Explore head-to-head clinical comparisons of other medications in the same therapeutic classes.

ALAVERT vs ACTIFEDDecongestant/Antihistamine Combination
AFRINOL vs ACTIFEDDecongestant/Antihistamine Combination
ALAVERT vs ADVIL ALLERGY AND CONGESTION RELIEFNSAID/Decongestant Combination
AFRINOL vs ADVIL ALLERGY AND CONGESTION RELIEFNSAID/Decongestant Combination
ALAVERT vs ADVIL ALLERGY SINUSNSAID/Decongestant/Antihistamine Combination
AFRINOL vs ADVIL ALLERGY SINUSNSAID/Decongestant/Antihistamine Combination
ALAVERT vs ADVIL COLD AND SINUSNSAID/Decongestant Combination
AFRINOL vs ADVIL COLD AND SINUSNSAID/Decongestant Combination
ALAVERT vs ADVIL CONGESTION RELIEFNSAID/Decongestant Combination
Clinical Q&A

Frequently Asked Questions

Common clinical questions about ALAVERT vs AFRINOL, answered by our medical review team.

1. What is the main difference between ALAVERT and AFRINOL?

ALAVERT is a Second-generation Antihistamine that works by Loratadine is a selective inverse agonist of peripheral histamine H1 receptors, preventing histamine-mediated effects in allergic reactions.. AFRINOL is a Decongestant that works by Afrinol is a sympathomimetic amine that acts as a nasal decongestant by stimulating alpha-1 adrenergic receptors in the vascular smooth muscle of nasal blood vessels, causing vasoconstriction and reducing nasal congestion.

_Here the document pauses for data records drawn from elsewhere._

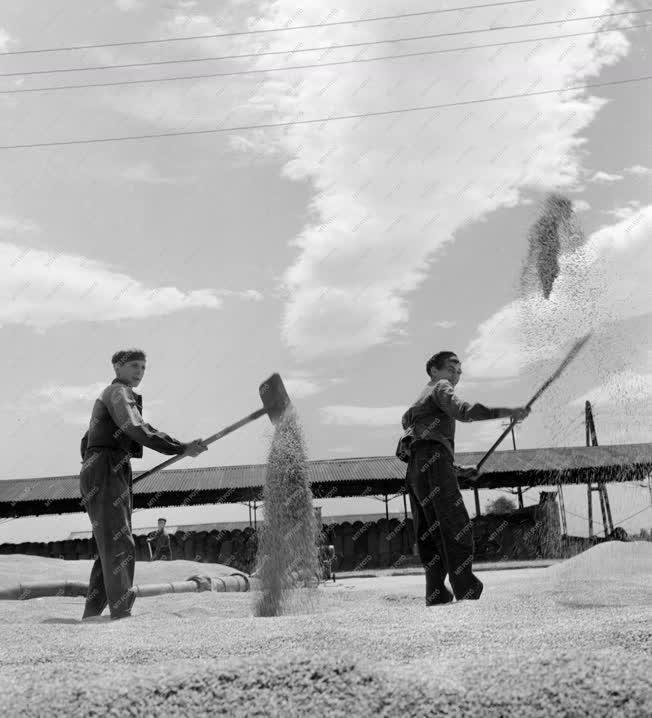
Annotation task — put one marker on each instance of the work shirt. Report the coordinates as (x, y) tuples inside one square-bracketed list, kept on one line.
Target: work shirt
[(117, 423), (160, 539), (433, 415)]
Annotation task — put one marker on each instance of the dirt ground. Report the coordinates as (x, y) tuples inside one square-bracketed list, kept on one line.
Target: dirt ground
[(573, 639)]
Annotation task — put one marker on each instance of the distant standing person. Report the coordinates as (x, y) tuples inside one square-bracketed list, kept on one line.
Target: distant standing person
[(161, 540), (117, 433), (441, 522)]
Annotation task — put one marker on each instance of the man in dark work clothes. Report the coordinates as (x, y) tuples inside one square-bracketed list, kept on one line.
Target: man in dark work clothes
[(117, 433), (161, 540), (441, 522)]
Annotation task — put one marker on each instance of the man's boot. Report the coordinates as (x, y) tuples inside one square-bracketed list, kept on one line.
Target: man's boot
[(436, 591), (472, 589)]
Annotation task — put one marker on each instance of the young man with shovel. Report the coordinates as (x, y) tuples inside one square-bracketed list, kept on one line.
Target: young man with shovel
[(441, 522), (117, 433)]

It also has weak alpha-2 agonist activity.. They differ in pharmacokinetic profiles, FDA-approved indications, and side effect profiles.

2. Which is stronger: ALAVERT or AFRINOL?

Potency comparisons between ALAVERT and AFRINOL depend on the specific clinical indication. These are agents from distinct pharmacological classes and are not directly interchangeable by dose. A physician or clinical pharmacist should guide any therapeutic switching decisions.

3. What is the standard dosing for ALAVERT vs AFRINOL?

The standard adult dose of ALAVERT is: 10 mg orally once daily; for PRN use, 10 mg orally every 4-6 hours as needed, not to exceed 24 mg/day.. The standard adult dose of AFRINOL is: Oral: 1 tablet (pseudoephedrine 120 mg, triprolidine 2.5 mg) every 12 hours; maximum 2 tablets per day.. Dosing should always be individualized based on indication, renal and hepatic function, age, and other patient factors.

4. Can you take ALAVERT and AFRINOL together?

No direct drug-drug interaction has been formally documented between ALAVERT and AFRINOL in current clinical databases. However, individual patient risk factors including other medications, organ function, and comorbidities should always be evaluated by a qualified healthcare provider.

5. Are ALAVERT and AFRINOL safe during pregnancy?

The maternal-fetal safety profiles differ. ALAVERT is classified as Category C. ALAVERT (loratadine) is FDA Pregnancy Category B. Animal studies have not demonstrated teratogenic effects, but no adequate, well-controlled studies in pregnant women. Based on ava. AFRINOL is classified as Category C. Afrinol (pseudoephedrine) is generally considered low risk during pregnancy. First trimester: Some studies suggest a possible association with gastroschisis, but data are inconsist. Always consult a maternal-fetal medicine specialist before taking either drug during pregnancy or lactation.